The November 7 contest pits Democratic Lt Governor Ralph Northam, a physician, Army veteran and former state senator, against Ed Gillespie, onetime aide to President George W Bush and former head of the Republican Party. The current governor, Democrat Terry McAuliffe, is term-limited.

The stakes in Virginia are immense: Though Democratic presidential nominee Hillary Clinton won the state by five percentage points in 2016, Republicans typically are more likely to turn out in off-year statewide elections. Northam has led in most polls, but the race is close.

Political rally

A loss would be devastating after Democrats failed to capture any GOP-held seats in contested special congressional elections earlier this year that galvanised anti-Trump activists.

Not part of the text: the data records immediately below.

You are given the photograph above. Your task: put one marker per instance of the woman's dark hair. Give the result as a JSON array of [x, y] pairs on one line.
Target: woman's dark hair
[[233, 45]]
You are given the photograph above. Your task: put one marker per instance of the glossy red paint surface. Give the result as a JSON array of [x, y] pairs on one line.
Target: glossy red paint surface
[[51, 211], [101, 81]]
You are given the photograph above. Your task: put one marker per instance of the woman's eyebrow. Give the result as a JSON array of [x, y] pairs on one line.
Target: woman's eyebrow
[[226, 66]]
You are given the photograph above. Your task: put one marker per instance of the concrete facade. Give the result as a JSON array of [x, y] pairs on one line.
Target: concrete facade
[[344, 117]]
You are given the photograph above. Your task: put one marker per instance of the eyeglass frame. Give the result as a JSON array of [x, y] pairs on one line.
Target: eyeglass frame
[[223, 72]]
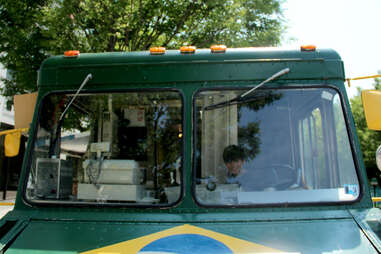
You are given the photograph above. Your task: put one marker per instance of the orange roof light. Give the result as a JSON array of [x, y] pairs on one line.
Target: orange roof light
[[218, 48], [71, 53], [188, 49], [157, 50], [308, 48]]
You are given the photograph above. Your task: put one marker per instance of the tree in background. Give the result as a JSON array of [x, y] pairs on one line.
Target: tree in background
[[369, 139], [31, 30]]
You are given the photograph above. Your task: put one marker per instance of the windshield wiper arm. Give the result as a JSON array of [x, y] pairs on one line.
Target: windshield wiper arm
[[241, 96]]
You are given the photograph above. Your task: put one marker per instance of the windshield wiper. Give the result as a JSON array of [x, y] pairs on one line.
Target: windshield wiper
[[240, 98], [55, 143]]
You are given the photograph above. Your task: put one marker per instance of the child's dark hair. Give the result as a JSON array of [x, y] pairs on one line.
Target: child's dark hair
[[233, 153]]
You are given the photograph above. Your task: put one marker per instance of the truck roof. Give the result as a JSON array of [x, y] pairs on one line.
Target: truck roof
[[241, 64]]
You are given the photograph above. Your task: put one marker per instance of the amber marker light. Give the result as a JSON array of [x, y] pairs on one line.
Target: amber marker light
[[157, 50], [188, 49], [71, 53], [308, 48], [218, 48]]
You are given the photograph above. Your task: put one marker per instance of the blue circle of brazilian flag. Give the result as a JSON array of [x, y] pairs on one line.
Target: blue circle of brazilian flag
[[186, 244]]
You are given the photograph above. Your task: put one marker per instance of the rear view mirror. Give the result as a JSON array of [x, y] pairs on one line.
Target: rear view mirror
[[371, 100]]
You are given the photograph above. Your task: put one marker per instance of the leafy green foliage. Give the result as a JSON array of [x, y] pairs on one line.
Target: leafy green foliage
[[30, 30], [369, 139]]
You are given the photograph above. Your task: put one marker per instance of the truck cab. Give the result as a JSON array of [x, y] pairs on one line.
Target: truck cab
[[132, 153]]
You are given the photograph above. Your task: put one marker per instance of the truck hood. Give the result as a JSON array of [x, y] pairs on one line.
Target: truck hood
[[299, 236]]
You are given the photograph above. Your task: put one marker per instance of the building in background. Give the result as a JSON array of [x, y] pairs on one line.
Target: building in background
[[10, 167]]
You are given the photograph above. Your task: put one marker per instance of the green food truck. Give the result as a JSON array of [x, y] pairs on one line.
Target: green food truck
[[220, 150]]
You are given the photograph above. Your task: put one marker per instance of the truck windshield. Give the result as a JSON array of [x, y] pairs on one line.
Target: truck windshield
[[116, 148], [277, 146]]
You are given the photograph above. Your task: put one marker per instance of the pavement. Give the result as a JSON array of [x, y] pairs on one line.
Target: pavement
[[7, 204]]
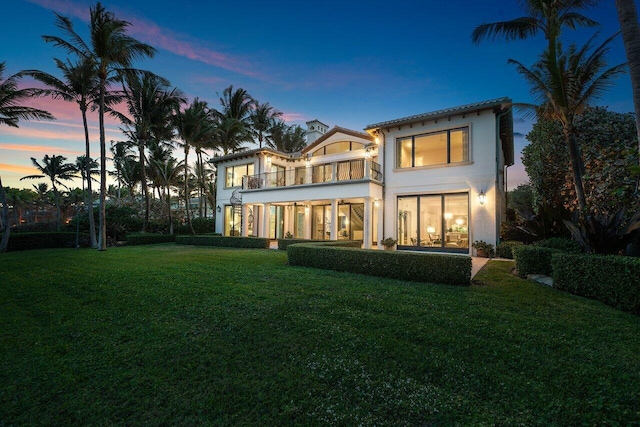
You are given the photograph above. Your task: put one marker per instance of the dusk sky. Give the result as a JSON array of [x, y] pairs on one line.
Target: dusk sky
[[347, 63]]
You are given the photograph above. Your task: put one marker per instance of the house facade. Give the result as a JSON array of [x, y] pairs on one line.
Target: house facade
[[433, 181]]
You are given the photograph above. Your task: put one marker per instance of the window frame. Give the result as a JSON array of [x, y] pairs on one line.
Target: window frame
[[412, 138]]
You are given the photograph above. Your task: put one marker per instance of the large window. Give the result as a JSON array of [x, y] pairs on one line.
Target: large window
[[235, 174], [434, 221], [449, 146], [338, 147]]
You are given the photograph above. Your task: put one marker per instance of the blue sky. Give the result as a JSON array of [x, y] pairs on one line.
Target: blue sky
[[348, 63]]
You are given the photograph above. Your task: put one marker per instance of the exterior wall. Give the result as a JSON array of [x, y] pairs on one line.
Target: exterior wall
[[479, 174]]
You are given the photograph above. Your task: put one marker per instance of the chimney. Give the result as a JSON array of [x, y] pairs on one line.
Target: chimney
[[315, 129]]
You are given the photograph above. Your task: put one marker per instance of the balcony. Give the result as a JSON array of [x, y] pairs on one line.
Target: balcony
[[350, 170]]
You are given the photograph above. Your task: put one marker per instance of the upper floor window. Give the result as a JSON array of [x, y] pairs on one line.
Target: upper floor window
[[338, 147], [235, 174], [449, 146]]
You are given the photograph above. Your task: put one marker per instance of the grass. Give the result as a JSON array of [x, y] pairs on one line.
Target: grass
[[179, 335]]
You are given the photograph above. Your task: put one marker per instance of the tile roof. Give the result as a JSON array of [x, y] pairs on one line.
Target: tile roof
[[447, 112]]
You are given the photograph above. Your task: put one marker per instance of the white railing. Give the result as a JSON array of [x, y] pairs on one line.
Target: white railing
[[349, 170]]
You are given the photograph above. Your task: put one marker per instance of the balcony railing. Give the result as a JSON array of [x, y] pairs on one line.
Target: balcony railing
[[350, 170]]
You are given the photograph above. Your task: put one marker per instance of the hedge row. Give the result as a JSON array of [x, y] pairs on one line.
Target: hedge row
[[417, 267], [283, 244], [149, 238], [533, 259], [612, 280], [46, 240], [224, 241]]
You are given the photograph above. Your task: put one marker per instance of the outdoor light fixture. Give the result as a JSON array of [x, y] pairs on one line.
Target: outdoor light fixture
[[482, 197]]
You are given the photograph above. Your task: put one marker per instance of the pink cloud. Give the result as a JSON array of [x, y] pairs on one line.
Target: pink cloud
[[151, 33]]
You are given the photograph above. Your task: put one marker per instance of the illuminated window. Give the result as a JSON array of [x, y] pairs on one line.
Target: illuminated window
[[449, 146], [235, 174]]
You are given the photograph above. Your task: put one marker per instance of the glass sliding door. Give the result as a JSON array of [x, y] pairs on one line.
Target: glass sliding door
[[438, 221], [321, 222]]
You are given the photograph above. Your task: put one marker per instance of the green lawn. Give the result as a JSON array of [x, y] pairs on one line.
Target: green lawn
[[180, 335]]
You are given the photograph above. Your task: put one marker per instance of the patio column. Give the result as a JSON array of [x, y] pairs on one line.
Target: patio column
[[334, 219], [265, 220], [368, 216], [381, 210], [245, 220]]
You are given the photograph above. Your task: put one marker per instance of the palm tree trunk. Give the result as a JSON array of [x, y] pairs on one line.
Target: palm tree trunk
[[4, 243], [186, 188], [144, 186], [577, 168], [92, 225], [628, 17], [102, 234]]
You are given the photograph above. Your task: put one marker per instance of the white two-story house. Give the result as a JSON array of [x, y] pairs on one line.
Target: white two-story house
[[433, 181]]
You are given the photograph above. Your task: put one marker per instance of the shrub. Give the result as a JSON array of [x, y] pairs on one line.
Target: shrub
[[612, 280], [225, 241], [532, 259], [46, 240], [283, 244], [413, 266], [564, 245], [484, 249], [149, 238], [503, 250]]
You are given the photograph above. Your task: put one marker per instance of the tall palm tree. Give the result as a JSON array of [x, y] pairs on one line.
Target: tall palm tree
[[80, 85], [119, 154], [151, 105], [12, 98], [630, 29], [112, 50], [195, 127], [168, 173], [262, 119], [54, 168], [543, 16], [288, 139], [564, 85]]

The next Virginia governor also will have a major say in the state's next congressional redistricting. A Republican wave in statehouse elections around the country in 2010 - just prior to the last redistricting - has helped the GOP maintain a firm grip on the House.

Former President Barack Obama highlighted the importance of the Virginia race last week at his first large political rally since leaving office, urging Democrats not to get "a little sleepy" in the off-year election.

"I think that it's great that you hashtag and meme," the former president told a crowd in Richmond, "but I need you to vote".

Not as engaged

Northam bested former Rep Tom Perriello, a populist favourite of the resistance who was backed by Senator Bernie Sanders, in the Democratic primary.

Sanders' political operation, Our Revolution, recently endorsed six Democrats running for the state House of Delegates, but did not endorse Northam. Diane May, a spokesperson for the group, said it can only endorse candidates recommended by local members and none in Virginia recommended Northam.

Some activists say it's obvious that the liberal wing of the party isn't as engaged in the governor's race.

"We absolutely want to see them win, but that's the difference between inspiring and driving a Democratic base to get out there for you and someone who you just want to win," said Charles Chamberlain, executive director of the group Democracy For America. "If he doesn't win, this will be why".